The movie studios are less enthusiastic. Although the most costly piracy now takes place online through file-sharing Web sites, the illegal duplication of copyright DVDs — usually by organized crime in Eastern Europe and China, not by retirees in their 90s in the American suburbs — still siphons billions of dollars out of the industry every year. And while Mr. Strachman’s movies were given to soldiers as a form of charity, studios do send military bases reel-to-reel films, which are much harder to copy, and projectors for the troops overseas.
Howard Gantman, a spokesman for the Motion Picture Association of America, said he did not believe its member studios were aware of Mr. Strachman’s operation. His sole comment dripped with the difficulty of going after a 92-year-old widower supporting the troops.
“We are grateful that the entertainment we produce can bring some enjoyment to them while they are away from home,” Mr. Gantman said.

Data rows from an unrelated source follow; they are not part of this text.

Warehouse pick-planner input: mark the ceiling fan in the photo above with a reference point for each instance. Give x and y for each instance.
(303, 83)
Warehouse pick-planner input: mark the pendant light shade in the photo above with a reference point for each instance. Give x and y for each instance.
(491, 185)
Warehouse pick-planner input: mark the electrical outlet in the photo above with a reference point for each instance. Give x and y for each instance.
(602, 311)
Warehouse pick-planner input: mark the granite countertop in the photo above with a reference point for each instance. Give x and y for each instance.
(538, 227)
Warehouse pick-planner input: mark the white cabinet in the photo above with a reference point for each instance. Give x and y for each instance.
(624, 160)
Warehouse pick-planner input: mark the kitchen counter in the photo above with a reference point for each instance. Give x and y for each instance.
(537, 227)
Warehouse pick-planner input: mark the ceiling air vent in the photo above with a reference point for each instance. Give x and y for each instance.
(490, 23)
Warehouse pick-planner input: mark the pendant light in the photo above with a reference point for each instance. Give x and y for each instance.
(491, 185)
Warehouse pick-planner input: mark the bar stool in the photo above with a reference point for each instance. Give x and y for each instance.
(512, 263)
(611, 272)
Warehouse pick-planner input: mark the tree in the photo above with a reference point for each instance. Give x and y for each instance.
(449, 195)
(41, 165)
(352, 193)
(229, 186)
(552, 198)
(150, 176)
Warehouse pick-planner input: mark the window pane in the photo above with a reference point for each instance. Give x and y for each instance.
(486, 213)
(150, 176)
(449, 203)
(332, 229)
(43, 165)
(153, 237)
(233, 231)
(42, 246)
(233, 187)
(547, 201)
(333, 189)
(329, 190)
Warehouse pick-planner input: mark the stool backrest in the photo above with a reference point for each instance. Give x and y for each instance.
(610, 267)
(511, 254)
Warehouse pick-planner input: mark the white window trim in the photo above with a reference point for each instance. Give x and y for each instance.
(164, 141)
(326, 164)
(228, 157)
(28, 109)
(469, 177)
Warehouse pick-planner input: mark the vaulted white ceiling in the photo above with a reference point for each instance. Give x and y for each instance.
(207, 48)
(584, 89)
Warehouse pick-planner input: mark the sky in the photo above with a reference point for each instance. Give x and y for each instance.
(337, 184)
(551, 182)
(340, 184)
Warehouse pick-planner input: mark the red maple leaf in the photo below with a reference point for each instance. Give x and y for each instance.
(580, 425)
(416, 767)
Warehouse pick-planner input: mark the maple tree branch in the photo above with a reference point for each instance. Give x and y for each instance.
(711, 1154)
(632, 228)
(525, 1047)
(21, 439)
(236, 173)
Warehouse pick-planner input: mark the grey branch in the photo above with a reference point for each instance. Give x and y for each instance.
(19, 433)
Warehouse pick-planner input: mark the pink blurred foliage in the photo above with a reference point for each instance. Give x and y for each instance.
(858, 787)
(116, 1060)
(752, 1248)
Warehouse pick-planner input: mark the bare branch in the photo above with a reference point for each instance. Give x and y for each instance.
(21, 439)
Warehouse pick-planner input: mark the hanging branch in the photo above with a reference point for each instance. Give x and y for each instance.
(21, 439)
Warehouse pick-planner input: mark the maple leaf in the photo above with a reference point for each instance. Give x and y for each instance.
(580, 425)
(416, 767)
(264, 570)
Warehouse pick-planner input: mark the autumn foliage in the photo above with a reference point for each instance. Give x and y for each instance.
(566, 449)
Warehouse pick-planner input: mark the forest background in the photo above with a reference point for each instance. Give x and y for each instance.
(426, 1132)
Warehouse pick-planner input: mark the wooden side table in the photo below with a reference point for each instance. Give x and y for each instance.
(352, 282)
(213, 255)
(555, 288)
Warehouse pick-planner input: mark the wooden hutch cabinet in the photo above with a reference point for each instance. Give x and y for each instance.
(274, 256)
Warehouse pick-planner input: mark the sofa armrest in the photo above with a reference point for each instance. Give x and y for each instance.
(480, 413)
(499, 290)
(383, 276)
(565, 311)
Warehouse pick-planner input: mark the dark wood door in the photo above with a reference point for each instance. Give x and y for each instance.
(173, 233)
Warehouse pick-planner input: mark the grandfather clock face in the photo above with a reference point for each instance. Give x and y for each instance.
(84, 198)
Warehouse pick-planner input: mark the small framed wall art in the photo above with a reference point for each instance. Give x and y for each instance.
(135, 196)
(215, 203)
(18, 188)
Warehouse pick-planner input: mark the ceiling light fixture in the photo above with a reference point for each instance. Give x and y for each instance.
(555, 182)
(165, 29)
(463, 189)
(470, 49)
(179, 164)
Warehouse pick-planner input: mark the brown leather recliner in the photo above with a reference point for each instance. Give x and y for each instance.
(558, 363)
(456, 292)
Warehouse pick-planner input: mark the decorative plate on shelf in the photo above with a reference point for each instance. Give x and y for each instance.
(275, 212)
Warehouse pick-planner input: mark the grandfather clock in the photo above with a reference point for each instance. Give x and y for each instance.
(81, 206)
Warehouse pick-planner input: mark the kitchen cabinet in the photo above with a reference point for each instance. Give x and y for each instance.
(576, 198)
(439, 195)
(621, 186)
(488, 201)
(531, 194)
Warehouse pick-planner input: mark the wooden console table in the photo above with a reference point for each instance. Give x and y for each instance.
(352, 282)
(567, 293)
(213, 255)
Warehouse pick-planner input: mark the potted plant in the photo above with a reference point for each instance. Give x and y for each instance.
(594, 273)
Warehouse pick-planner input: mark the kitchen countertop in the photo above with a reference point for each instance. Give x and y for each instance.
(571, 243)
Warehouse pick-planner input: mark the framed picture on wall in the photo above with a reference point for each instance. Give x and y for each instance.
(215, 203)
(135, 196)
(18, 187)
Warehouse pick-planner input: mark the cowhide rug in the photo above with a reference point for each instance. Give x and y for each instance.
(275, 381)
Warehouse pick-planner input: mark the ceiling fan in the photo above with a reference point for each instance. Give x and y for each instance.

Careful to minimize his malfeasance, Mr. Strachman said he had kept no copies for himself and had destroyed every master disc soon after the new releases came in.
Before long, the sole evidence of his operation will be on his walls and on a little bookshelf, next to his cholesterol-control pills and a few envelopes of farina, where seven three-ring binders overflow with letters and pictures, most addressed to “Big Hy,” from appreciative soldiers.
“Our downtime is spent watching movies as we clean our weapons,” one handwritten note said.
Another accompanied a flag from a combat mission over Afghanistan: “I can think of no one more deserving than you, and no one who understands what this flag stands for and means to our veterans.”
The fun will stop soon, Mr. Strachman said. “I’m not sure who’s going to be left over there anymore,” he said, happier for the soldiers’ return than for his need to find another hobby.
And with that the duplicator beeped, spitting out seven more copies of “The Artist.”
Mr. Strachman scooped them out of their trays, put a rubber band around them and inserted the stack into a box, perhaps his very last.